Der Hochschulpakt von Bund und Ländern ist Ende 2006 beschlossen worden und stellt das umfangreichste Förderprogramm für die Universitäten dar. Allein der Bund wird bis 2010 insgesamt etwa 1,2 Mrd. Euro für die Stärkung und bessere Ausfinanzierung der deutschen Hochschulen aufwenden. Der Pakt ist zudem der erste Anwendungsfall des von der SPD durchgesetzten Kooperationsartikels 91b GG für die Wissenschaft – kurz: Ohne die SPD gäbe es keinen Hochschulpakt.

Der zunächst bis 2010 laufende Pakt besteht, anders als von Annette Schavan ursprünglich vorgeschlagen, nicht nur aus einer Forschungsförderungssäule. Die SPD-Bundestagsfraktion hatte früh mit einem 10-Punkte-Papier ihre Forderungen an einen fairen und wirkungsvollen Hochschulpakt formuliert. Entscheidender Punkt war dabei die Forderung, eine direkte kapazitätswirksame Fördersäule aufzunehmen – also als Bund direkt in Studienplätze mit zu investieren.

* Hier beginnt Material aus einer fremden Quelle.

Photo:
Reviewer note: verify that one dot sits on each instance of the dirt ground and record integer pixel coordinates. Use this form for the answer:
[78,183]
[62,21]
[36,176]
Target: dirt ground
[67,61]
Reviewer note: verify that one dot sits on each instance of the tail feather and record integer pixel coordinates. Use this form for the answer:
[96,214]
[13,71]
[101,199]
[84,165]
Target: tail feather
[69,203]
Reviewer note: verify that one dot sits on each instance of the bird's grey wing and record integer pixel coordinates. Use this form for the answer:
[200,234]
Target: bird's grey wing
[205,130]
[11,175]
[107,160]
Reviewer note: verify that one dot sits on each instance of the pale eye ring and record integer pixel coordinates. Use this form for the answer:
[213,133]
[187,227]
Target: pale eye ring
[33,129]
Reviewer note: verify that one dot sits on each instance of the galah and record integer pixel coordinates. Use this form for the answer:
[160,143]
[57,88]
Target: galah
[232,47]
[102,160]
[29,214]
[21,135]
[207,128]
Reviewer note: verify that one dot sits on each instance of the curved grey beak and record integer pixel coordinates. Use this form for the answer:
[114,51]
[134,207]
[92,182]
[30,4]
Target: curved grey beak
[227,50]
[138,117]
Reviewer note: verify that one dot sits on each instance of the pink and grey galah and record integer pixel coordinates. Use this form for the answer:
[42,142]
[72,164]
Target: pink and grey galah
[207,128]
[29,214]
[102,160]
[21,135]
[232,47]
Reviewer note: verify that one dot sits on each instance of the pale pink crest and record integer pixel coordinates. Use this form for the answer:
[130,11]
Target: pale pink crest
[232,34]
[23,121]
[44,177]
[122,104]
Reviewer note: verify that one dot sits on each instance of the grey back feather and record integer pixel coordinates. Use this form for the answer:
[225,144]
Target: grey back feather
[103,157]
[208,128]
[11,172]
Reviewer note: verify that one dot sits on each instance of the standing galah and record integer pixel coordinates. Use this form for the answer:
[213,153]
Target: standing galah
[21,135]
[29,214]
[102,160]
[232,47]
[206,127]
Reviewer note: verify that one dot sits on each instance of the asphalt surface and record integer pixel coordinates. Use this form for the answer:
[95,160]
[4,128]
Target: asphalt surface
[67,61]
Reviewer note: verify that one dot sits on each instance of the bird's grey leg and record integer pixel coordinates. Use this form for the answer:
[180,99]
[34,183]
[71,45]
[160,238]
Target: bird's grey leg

Ohne die SPD.... enthielte der Hochschulpakt kein auf den Ausbau der Studienplätze gerichtetes Förderinstrument sondern bliebe ein reines Forschungsprogramm (und gäbe es den Hochschulpakt in dieser Form überhaupt nicht)Diese Säule ist nun, wie von uns gefordert, integraler Bestandteil des Paktes: Bund und Länder haben sich verpflichtet, bis 2010 mindestens Plätze für 90.000 neue Studienanfänger zu schaffen. Der Bund stellt dafür 565 Mio. Euro zur Verfügung und erwartet eine Gegenfinanzierung der Länder in gleicher Höhe. Die Orientierung an Studienanfängern erfolgt auf Drängen der Länder deshalb, weil der Ausbau von ihnen dann flexibler gehandhabt werden kann, weil eine frühzeitige Festlegung der Aufwuchsfächer nicht notwendig ist. Wir erwarten von den Ländern gleichwohl, dass im Endergebnis nicht nur wie zugesagt die Zahl von Studienanfängern steigt, sondern tatsächlich zusätzliche Studienplätze entstanden sind.

Der Hochschulpakt enthält ebenfalls sachgerechte Sonderregelungen für die hohen Ausbildungsleistungen der Stadtstaaten und für die absehbaren Überkapazitäten an den Universitäten in den Neuen Ländern. Zudem sieht eine Rückforderungsklausel vor, dass nach einer Abrechnung im Jahr 2010 Mittel zurückgezahlt werden müssen, wenn die Ausbauziele in einem Land nicht erreicht worden sind. Nicht durchgesetzt werden konnte bisher eine engere Verpflichtung der Länder zum Ausbau der Juniorprofessuren. Das sozialdemokratische Erfolgsmodell „Juniorprofessur“ stößt noch immer auf ideologische Vorbehalte der unionsregierten Länder. Damit verschuldet die Union einen erheblichen Wettbewerbsnachteil der deutschen Nachwuchswissenschaftlerinnen im internationalen Vergleich. Und sie vergibt auch zur Frauenförderung in Forschung und Lehre eine wichtige Chance.

Die SPD wird weiter dafür kämpfen, dass die Studienfinanzierung nach dem Prinzip „Geld folgt Studierenden“ insgesamt umgestellt wird, wie es vom Berliner Senator Jürgen Zöllner vorgeschlagen wurde. Nur ein positives Anreizsystem für mehr Studienplätze zugunsten der Universitäten und Hochschulen wird die Herausforderungen der erfreulicherweise steigenden Studierendenzahlen nachhaltig bewältigen können, die Unterfinanzierung der Universitäten stoppen und die derzeitige Mangelwirtschaft in den Ländern beenden.